From mboxrd@z Thu Jan  1 00:00:00 1970
Return-Path: <kostja.osipov@gmail.com>
Received: from mail-lf1-f68.google.com (mail-lf1-f68.google.com
 [209.85.167.68])
 (using TLSv1.2 with cipher ECDHE-RSA-AES128-GCM-SHA256 (128/128 bits))
 (No client certificate requested)
 by dev.tarantool.org (Postfix) with ESMTPS id 27E86469710
 for <tarantool-patches@dev.tarantool.org>;
 Wed,  6 May 2020 21:44:48 +0300 (MSK)
Received: by mail-lf1-f68.google.com with SMTP id u4so2225186lfm.7
 for <tarantool-patches@dev.tarantool.org>;
 Wed, 06 May 2020 11:44:48 -0700 (PDT)
Date: Wed, 6 May 2020 21:44:45 +0300
From: Konstantin Osipov <kostja.osipov@gmail.com>
Message-ID: <20200506184445.GB24913@atlas>
References: <20200403210836.GB18283@tarantool.org>
 <c86ef610-f54e-524e-103a-324e7e572d2d@tarantool.org>
 <20200430145033.GF112@tarantool.org> <20200506085249.GA2842@atlas>
 <20200506163901.GH112@tarantool.org>
MIME-Version: 1.0
Content-Type: text/plain; charset=us-ascii
Content-Disposition: inline
In-Reply-To: <20200506163901.GH112@tarantool.org>
Subject: Re: [Tarantool-patches] [RFC] Quorum-based synchronous replication
List-Id: Tarantool development patches <tarantool-patches.dev.tarantool.org>
List-Unsubscribe: <https://lists.tarantool.org/mailman/options/tarantool-patches>, 
 <mailto:tarantool-patches-request@dev.tarantool.org?subject=unsubscribe>
List-Archive: <https://lists.tarantool.org/pipermail/tarantool-patches/>
List-Post: <mailto:tarantool-patches@dev.tarantool.org>
List-Help: <mailto:tarantool-patches-request@dev.tarantool.org?subject=help>
List-Subscribe: <https://lists.tarantool.org/mailman/listinfo/tarantool-patches>, 
 <mailto:tarantool-patches-request@dev.tarantool.org?subject=subscribe>
To: Sergey Ostanevich <sergos@tarantool.org>
Cc: tarantool-patches@dev.tarantool.org, Vladislav Shpilevoy <v.shpilevoy@tarantool.org>

* Sergey Ostanevich <sergos@tarantool.org> [20/05/06 19:41]:
> > >    |               |              |             |              |
> > >    |            [Quorum           |             |              |
> > >    |           achieved]          |             |              |
> > >    |               |              |             |              |
> > >    |         [TXN undo log        |             |              |
> > >    |           destroyed]         |             |              |
> > >    |               |              |             |              |
> > >    |               |---Confirm--->|             |              |
> > >    |               |              |             |              |
> > 
> > What happens if writing Confirm to WAL fails?

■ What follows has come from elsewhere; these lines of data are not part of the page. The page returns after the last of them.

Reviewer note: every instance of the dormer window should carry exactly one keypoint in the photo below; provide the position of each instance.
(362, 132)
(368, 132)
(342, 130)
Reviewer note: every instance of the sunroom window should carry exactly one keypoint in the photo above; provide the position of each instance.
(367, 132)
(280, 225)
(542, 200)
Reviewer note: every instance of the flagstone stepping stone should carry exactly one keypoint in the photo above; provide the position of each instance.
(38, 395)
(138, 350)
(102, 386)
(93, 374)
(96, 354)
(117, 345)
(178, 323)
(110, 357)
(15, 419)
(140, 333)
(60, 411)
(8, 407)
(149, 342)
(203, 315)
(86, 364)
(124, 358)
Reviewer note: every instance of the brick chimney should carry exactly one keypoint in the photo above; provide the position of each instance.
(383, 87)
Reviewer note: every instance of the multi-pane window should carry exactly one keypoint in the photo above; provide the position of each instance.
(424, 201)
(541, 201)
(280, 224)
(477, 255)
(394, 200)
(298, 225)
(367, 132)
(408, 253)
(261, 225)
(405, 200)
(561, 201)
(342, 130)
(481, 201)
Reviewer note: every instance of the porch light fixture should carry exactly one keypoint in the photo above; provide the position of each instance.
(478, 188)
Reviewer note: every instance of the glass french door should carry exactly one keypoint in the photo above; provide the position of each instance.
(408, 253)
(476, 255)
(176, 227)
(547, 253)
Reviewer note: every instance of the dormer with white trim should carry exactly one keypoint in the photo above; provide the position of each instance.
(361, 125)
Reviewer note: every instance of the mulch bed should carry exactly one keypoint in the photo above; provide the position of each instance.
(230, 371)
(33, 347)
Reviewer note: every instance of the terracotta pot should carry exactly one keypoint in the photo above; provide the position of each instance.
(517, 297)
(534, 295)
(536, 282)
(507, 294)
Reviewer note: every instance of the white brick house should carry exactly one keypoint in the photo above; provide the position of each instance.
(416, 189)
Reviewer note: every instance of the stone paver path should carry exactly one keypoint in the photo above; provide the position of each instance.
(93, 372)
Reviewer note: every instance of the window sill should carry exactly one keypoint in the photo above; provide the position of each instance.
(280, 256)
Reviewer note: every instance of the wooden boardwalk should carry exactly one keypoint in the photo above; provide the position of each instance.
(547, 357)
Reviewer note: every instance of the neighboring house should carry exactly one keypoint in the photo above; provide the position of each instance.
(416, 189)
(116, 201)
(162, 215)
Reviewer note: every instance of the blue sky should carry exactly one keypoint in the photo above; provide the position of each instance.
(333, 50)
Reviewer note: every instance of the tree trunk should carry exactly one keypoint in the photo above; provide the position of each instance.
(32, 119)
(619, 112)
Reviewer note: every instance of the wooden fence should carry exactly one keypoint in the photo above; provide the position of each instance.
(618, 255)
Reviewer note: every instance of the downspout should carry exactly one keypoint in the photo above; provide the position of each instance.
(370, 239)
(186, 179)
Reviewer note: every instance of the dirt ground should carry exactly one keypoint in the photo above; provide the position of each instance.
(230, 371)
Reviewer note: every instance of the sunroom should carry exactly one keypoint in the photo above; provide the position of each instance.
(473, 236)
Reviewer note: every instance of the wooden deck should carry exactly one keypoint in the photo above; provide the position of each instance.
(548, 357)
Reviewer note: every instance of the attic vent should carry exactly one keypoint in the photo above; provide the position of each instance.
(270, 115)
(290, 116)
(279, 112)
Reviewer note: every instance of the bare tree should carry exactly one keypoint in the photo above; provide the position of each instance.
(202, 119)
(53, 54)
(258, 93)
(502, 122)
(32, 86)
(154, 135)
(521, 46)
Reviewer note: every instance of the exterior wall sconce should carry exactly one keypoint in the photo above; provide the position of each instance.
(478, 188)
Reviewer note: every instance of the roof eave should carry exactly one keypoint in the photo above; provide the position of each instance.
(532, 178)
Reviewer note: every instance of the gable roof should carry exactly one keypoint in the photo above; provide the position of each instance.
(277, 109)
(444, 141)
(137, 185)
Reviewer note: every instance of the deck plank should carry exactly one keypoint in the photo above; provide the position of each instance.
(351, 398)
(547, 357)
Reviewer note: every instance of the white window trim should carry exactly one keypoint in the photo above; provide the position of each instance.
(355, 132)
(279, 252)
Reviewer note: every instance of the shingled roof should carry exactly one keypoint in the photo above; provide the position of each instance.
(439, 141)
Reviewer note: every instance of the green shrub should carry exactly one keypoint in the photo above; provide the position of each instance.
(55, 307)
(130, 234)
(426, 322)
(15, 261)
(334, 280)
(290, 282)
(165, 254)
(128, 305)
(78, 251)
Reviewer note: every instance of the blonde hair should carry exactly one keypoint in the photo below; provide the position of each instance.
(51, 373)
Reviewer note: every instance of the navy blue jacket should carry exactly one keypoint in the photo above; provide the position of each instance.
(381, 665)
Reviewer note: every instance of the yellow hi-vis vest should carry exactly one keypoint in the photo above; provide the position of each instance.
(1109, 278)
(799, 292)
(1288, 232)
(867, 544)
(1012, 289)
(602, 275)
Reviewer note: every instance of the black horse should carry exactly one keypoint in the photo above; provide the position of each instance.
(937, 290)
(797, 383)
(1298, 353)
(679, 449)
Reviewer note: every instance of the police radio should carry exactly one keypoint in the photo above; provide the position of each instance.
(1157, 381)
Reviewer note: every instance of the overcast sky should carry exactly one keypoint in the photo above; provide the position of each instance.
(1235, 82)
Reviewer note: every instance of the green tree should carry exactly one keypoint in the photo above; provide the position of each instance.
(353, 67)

TXN und log record
> > is destroyed already. Will the server panic now on WAL failure,
> > even if it is intermittent?
> 
> I would like to have an example of intermittent WAL failure. Can it be
> other than problem with disc - be it space/availability/malfunction?

For SAN disks it can simply be a networking issue. The same is
true for any virtual filesystem in the cloud. For local disks it
is most often out of space, but this is not an impossible event.

> For all of those it should be resolved outside the DBMS anyways. So,
> leader should stop and report its problems to orchestrator/admins.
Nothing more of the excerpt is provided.